I have Meniere’s Disease. It is easy for folks to forget that as the disease is “invisible”. Amazingly, I sometimes forget I have it myself. So that is just embarrassing! GRIN. Meniere’s disease manifests itself in individuals in a variety of ways. The disease lacks specific symptoms and triggers that are true of everyone. The disease varies person to person. For myself, the weather tends to be a very specific trigger for me. If pressure systems come into the area that include heavy rains or even high humidity, I know that I will have a “bad balance day”. If that day is simply the beginning of a string of similar weather days, I can be so off-balance by day 3 or 4, that I practically have to CRAWL up and down steps. It’s rather embarrassing to crawl when you are 45 – believe me!
Here in Maryland, we have had a significant amount of sunny, low-humidity days. As a result, my balance has been pretty good. Yesterday, I did laundry and actually jogged up and down the steps WITH a laundry basket. Yet I forget sometimes that in spite of my having few visible symptoms, I still HAVE Meniere’s disease even on bright sunny days.
Chloe does a number of things for me, only some of which are hearing alerts (what she was originally trained for at Fidos For Freedom). Chloe has also been trained to help me with a number of “balance assist” tasks which are very helpful on days I am experiencing Meniere’s disease symptoms. As a matter of fact, there are weeks that Chloe actually does more balance work for me than she does hearing alerts. One thing we have taught her to do is to “roll” her own blanket. I carry a blanket that is HERS. The blanket goes to every place I teach. It smells like her and she knows it is her “safe place” to be unless I ask her to do something for me. I usually put it out of the way in the classroom, but where she can easily see me. The blanket and Chloe are usually within 4-5 feet of me at all times. Below is a video of Chloe “rolling” her blanket — she adjusts the carpet square to be high enough that I can easily reach it without having to bend past my limitations.

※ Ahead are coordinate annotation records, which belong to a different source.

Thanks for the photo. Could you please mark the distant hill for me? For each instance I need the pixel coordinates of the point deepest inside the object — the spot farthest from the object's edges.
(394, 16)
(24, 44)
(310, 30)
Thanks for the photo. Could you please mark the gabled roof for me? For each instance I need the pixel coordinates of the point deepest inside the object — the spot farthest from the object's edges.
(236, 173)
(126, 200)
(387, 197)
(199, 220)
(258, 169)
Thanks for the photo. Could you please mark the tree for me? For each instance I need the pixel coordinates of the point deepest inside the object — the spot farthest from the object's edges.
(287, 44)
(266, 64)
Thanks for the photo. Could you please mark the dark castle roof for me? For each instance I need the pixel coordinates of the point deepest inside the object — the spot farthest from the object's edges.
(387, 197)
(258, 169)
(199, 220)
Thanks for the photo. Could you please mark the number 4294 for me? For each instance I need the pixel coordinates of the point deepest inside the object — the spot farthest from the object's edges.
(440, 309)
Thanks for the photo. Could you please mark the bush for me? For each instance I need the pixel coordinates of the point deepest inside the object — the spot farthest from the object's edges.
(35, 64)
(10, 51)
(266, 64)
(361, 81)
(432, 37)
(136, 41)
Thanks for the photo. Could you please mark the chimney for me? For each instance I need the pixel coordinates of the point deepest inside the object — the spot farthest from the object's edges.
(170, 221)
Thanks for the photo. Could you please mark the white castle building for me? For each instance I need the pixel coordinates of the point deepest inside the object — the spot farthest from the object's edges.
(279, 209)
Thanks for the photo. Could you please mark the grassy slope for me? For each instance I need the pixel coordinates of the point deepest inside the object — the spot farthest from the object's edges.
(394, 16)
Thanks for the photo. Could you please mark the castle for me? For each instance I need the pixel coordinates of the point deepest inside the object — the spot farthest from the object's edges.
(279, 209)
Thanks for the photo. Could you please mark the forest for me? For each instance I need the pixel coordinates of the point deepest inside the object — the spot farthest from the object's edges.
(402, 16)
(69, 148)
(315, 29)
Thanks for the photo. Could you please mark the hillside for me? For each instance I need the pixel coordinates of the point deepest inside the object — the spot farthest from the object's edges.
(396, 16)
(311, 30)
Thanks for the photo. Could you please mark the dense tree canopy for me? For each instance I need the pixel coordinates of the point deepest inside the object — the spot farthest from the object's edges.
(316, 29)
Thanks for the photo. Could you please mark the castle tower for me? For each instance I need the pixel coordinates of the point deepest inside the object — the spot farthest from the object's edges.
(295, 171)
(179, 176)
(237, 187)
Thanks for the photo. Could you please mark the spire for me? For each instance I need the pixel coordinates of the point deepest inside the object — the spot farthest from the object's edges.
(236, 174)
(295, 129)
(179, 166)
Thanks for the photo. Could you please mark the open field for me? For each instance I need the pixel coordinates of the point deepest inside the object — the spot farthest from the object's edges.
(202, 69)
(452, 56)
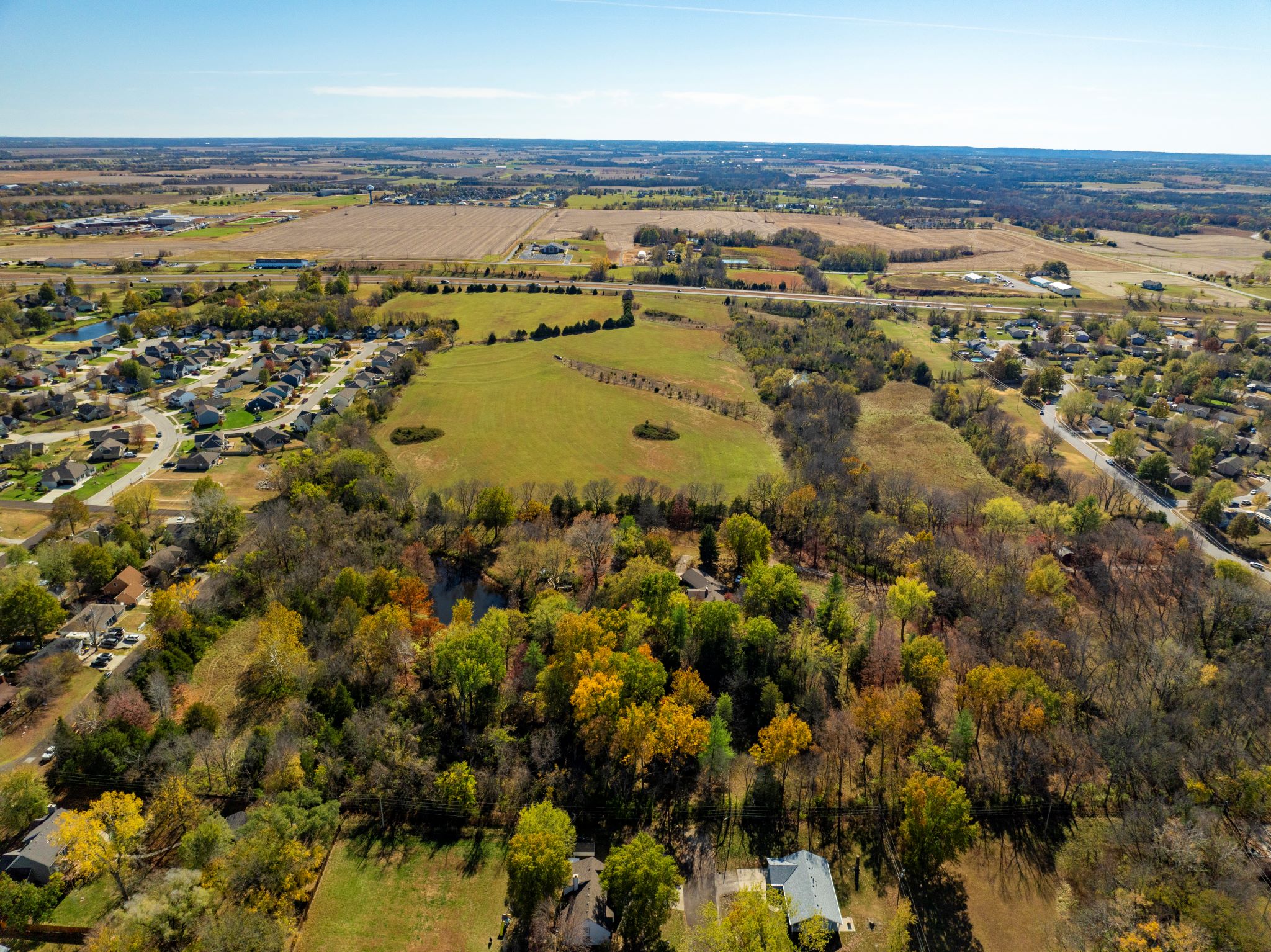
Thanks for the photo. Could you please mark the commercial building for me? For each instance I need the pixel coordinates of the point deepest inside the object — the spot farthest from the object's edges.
(282, 263)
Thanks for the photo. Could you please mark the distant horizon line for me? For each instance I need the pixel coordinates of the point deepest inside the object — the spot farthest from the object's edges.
(544, 140)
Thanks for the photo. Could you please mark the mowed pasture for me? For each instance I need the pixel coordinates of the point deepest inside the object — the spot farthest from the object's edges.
(355, 233)
(240, 476)
(1204, 253)
(501, 314)
(1003, 248)
(896, 434)
(513, 412)
(408, 895)
(397, 231)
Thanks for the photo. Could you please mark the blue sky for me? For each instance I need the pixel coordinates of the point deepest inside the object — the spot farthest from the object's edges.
(1119, 74)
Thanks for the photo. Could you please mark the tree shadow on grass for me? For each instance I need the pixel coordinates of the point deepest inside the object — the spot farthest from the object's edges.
(940, 909)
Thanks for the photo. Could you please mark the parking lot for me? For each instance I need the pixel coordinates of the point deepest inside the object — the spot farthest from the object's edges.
(112, 650)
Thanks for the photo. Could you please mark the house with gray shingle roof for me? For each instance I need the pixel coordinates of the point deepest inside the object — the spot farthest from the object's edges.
(805, 880)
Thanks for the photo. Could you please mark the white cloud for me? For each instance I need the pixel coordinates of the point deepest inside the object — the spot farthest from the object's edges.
(428, 92)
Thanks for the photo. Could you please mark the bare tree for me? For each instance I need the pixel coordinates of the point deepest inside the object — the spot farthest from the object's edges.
(594, 539)
(596, 493)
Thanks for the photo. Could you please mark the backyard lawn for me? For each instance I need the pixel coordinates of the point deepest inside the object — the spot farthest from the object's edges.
(407, 895)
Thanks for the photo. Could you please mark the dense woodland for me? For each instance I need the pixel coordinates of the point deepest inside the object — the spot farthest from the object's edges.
(948, 671)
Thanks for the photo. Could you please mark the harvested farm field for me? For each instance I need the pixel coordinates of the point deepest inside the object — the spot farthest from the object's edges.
(619, 227)
(997, 248)
(377, 231)
(398, 231)
(1204, 253)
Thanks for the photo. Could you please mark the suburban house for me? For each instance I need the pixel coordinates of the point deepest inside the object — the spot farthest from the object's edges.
(342, 401)
(204, 415)
(126, 588)
(107, 452)
(181, 398)
(304, 422)
(210, 441)
(586, 914)
(199, 462)
(35, 860)
(267, 439)
(1232, 467)
(805, 880)
(701, 586)
(65, 476)
(93, 619)
(262, 403)
(60, 403)
(164, 562)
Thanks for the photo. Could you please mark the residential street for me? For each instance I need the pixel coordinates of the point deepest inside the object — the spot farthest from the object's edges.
(1209, 546)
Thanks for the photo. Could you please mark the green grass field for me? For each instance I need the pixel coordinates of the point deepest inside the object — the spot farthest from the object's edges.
(106, 474)
(917, 338)
(513, 412)
(478, 314)
(897, 434)
(407, 895)
(691, 357)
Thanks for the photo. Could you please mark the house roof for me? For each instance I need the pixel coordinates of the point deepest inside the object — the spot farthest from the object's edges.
(166, 560)
(267, 435)
(37, 848)
(806, 880)
(68, 472)
(93, 618)
(127, 576)
(585, 902)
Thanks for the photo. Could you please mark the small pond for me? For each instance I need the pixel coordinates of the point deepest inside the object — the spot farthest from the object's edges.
(454, 584)
(86, 332)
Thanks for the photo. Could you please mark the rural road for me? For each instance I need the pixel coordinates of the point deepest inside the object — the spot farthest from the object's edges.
(1050, 416)
(717, 293)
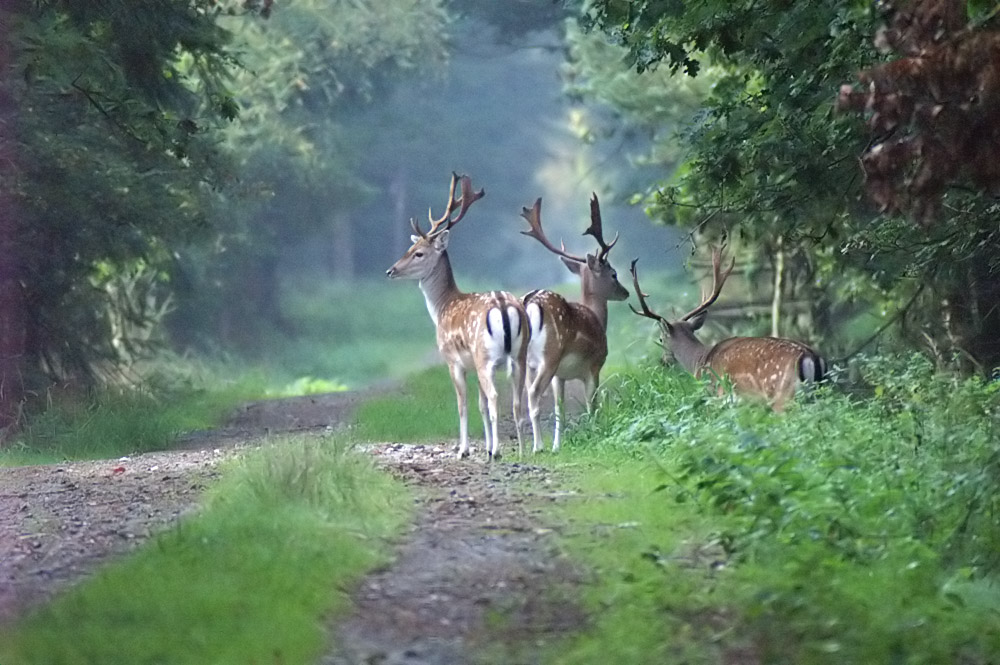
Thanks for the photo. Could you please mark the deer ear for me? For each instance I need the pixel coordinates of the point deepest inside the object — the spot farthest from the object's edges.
(573, 266)
(441, 241)
(698, 320)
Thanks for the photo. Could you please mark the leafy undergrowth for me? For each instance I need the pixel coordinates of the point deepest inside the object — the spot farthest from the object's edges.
(250, 579)
(846, 530)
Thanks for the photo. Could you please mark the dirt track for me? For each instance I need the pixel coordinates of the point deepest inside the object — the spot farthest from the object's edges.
(477, 577)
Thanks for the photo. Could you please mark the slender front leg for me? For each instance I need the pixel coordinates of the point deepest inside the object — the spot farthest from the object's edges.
(543, 377)
(558, 398)
(590, 384)
(458, 379)
(487, 385)
(485, 413)
(517, 377)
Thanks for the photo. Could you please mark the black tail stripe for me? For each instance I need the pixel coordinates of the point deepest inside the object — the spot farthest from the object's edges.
(541, 312)
(507, 338)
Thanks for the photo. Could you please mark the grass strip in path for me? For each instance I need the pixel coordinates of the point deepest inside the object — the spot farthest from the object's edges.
(250, 579)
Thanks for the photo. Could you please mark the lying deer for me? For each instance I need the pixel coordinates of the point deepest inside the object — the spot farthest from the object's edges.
(475, 331)
(770, 367)
(569, 340)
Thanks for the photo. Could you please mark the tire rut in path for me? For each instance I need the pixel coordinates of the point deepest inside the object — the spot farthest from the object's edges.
(478, 579)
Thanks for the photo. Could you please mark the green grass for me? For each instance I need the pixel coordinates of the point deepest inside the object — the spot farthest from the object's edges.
(351, 334)
(425, 410)
(251, 579)
(850, 531)
(122, 421)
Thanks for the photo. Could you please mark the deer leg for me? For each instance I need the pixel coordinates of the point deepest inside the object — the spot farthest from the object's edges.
(488, 399)
(543, 377)
(517, 378)
(458, 379)
(591, 381)
(485, 413)
(558, 400)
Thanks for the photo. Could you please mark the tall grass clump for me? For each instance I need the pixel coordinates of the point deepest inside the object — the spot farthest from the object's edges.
(252, 578)
(845, 530)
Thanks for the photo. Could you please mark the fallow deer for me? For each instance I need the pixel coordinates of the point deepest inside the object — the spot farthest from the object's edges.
(475, 331)
(770, 367)
(569, 340)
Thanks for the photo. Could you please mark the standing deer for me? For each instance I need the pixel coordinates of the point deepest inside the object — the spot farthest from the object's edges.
(479, 331)
(770, 367)
(569, 340)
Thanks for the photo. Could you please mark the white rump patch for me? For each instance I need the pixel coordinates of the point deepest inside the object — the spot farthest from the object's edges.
(536, 343)
(493, 335)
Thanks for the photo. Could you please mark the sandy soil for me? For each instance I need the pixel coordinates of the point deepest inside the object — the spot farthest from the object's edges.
(477, 578)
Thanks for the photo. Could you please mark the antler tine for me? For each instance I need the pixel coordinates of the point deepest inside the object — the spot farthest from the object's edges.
(648, 313)
(596, 228)
(417, 229)
(534, 217)
(464, 202)
(718, 279)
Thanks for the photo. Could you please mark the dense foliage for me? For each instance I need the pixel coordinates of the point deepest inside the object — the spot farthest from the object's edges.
(769, 154)
(844, 530)
(108, 110)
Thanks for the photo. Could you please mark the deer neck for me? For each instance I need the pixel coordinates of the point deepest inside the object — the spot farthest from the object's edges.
(595, 303)
(690, 352)
(439, 287)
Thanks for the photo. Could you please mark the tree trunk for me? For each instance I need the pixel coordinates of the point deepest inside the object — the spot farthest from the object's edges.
(972, 318)
(779, 275)
(13, 323)
(343, 247)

I get aggravated at family and close friends sometimes when they make suggestions for me to do something or try something that they KNOW I cannot do. It’s easy to forget certain things I cannot do because I don’t walk around with a sign on my shirt that says, “Beware of fall when bending!” You know what? Sometimes the person who forgets what I can and cannot do is – ME. You’d think I’d always be aware of the fact that I cannot bend to get something off the floor without paying the price. For me… bending far enough to retrieve something off the floor means that I lose consciousness for just a few seconds. Everything goes “black” in my vision, and my “hearing” (even with a cochlear implant) turns off. As soon as I stand back up, everything snaps back into focus. If I bend quickly, (for example to try and catch something as it is falling), I usually “join” the item on the floor… only I am sprawled out looking ungainly and mystified as to how I got there.
We’ve had beautiful weather here in Maryland lately. I need to remind myself on days like these that I still HAVE Meniere’s disease. In class this morning, I began gathering my things up to pack into my bag and exit the room. I dropped my roll sheet, so Chloe went over to pick it up and bring it to me (an automatic retrieve). As I was standing next to her pink blanket, I decided to save myself time and reached down to pick up her blanket. I lost my balance and my forehead crashed into the podium. After connecting with a wicked CRACK, the impact popped me back on my caboose. Thankfully, I didn’t lose consciousness. Chloe trotted over to me with the roll sheet and dropped it into my lap. She wagged her tail at me, nose 3 inches from my face.
“Hey Denise! Umm… why are you on the floor?” (Yup. I can read my assistance dog’s mind. Scary, huh?)
“Guess I should have had you roll your blanket, huh Chloe?”
Upon hearing “roll blanket”, she calmly rolled the end of the blanket and then tugged it over closer to where I sat.
I heard a student over my shoulder ask, “Ummm. Mrs. Portis? Are you OK? Was that your HEAD?”
I tried to chirp out in a manner that was convincing, “Oh sure! I’m fine, no problem!”
As I used Chloe in a stand/stay to get off the floor… I thought to myself one word – over and over again.
Harsh reminders are needed from time to time, if not for any other reason than to remind us of the consequences of forgetting our own limitations.
We need to remember our own limitations. As a person with hearing loss, it helps me to remember that I cannot hear well in really noisy, crowded areas. If I need to have a conversation with someone, it is better to ask them to step over to the side out of the “hub-bub” of noise if I need to talk to them. Failure to acknowledge what I cannot do well (hearing in noise) only results in that I will be frustrated and angry at my inability to understand the conversation. If I want to play with my dogs, I need to remember to sit on the floor in order to tug on toys, throw balls, and squeak stuffed animals at them. If I try to “play” standing, I am sure to take an unplanned nosedive.
Have you had some harsh reminders about your own invisible illness or disability? Some lessons are hard to learn!